Kaum ein Investment teilt die Anleger so sehr wie das Thema Gold. Die Kritiker sehen darin eine Illusion oder lehnen es aufgrund des (nachweisbaren falschen) Zinsargumentes ab. Die Befürworter sehen darin eine Versicherung für den Fall der Fälle. Eines ist damit klar. Es ist eine langfristige Kapitalanlage. Als erwiesen gilt: Der Goldkurs reagiert auf Angst. Angst vor Krisen im System oder vor ausufernder Inflation. Beeinflusst wird die Preisbewegung noch durch die Entwicklung des US-Dollars. Mit einem stabilen Dollar erscheint die Welt in Ordnung, ein schwacher Dollar deutet auf einen Vertrauensverlust des „sicheren Hafens“ hin. Der Anleger sucht sich eine Alternative: Gold.

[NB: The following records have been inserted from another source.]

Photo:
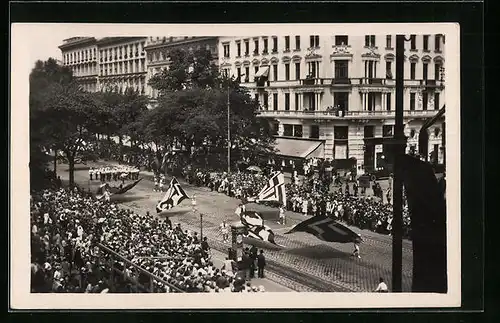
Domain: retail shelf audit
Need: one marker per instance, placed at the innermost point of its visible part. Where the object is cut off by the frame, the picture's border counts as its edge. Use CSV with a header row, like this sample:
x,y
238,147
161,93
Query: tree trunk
x,y
71,163
55,162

Der Investor hat nun die Aufgabe, problematische Entwicklungen frühzeitig zu erkennen. Die Gefahr „zu früh“ im Gold investiert zu sein, ist nach meiner Meinung im Ernstfall geringer, als den Aufschwung zu verpassen. Zumal heute, da der Preis seit seinem Hoch in 2011 um mehr als ein Drittel korrigiert hat. Die aktuelle Schwächephase sind Kaufkurse.

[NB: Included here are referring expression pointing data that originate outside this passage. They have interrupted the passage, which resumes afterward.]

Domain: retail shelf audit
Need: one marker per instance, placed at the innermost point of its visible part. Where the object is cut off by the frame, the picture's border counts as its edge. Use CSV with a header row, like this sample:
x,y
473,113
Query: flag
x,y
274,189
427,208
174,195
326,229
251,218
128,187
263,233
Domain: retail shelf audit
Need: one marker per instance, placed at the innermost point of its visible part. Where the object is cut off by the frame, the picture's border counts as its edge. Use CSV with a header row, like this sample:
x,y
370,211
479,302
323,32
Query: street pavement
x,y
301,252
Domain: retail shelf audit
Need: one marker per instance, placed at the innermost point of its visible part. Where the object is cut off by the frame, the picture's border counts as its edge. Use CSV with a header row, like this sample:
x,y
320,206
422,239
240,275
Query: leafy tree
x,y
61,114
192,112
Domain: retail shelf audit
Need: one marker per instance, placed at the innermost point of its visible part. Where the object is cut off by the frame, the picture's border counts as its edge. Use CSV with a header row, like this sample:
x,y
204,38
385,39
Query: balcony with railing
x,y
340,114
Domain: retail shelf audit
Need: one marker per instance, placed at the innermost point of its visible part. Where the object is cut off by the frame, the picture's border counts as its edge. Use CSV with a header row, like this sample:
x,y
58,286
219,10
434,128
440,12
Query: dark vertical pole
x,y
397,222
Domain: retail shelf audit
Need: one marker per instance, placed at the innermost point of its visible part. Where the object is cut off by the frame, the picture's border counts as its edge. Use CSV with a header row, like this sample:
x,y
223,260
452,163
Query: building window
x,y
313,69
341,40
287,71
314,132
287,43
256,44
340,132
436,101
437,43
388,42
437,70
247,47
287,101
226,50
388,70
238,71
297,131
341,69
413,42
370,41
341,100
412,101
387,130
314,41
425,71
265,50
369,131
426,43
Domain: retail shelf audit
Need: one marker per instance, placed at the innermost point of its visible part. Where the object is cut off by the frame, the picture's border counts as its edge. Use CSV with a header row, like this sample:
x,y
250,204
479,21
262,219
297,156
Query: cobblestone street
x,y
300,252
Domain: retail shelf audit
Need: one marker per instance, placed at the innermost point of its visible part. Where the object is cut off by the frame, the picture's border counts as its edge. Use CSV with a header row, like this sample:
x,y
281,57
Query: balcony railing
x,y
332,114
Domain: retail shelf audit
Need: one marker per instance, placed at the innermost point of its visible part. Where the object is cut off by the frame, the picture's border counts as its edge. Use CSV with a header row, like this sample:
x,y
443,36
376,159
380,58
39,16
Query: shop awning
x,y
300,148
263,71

Basis einer möglichen anziehenden Inflation ist unbestritten die Geldmenge. Unbestreitbar ist auch die Tatsache, dass die lockere Geldpolitik weltweit die Geldmenge überdimensional aufgebläht hat. Nachzuvollziehen durch einen Blick auf die Bilanzen der vier größten Notenbanken. Da gibt es auch nichts zu diskutieren. Weitere Voraussetzung für das Ansteigen der Inflationsrate ist, dass die Geldmenge in Umlauf kommt, das heißt der Konsum steigt kräftig an. Der Konsum ist zumindest aktuell zwar zu einer Stütze des Wachstums geworden. Aber alles ist noch im „grünen“ Bereich. Sollte der neue Präsident seine Ankündigungen wie zum Beispiel Steuersenkungen durchsetzen, muss mit Konsumwachstum gerechnet werden. Ein weiteres Warnsignal für steigende Inflationsraten. Gold wäre ein Schutz.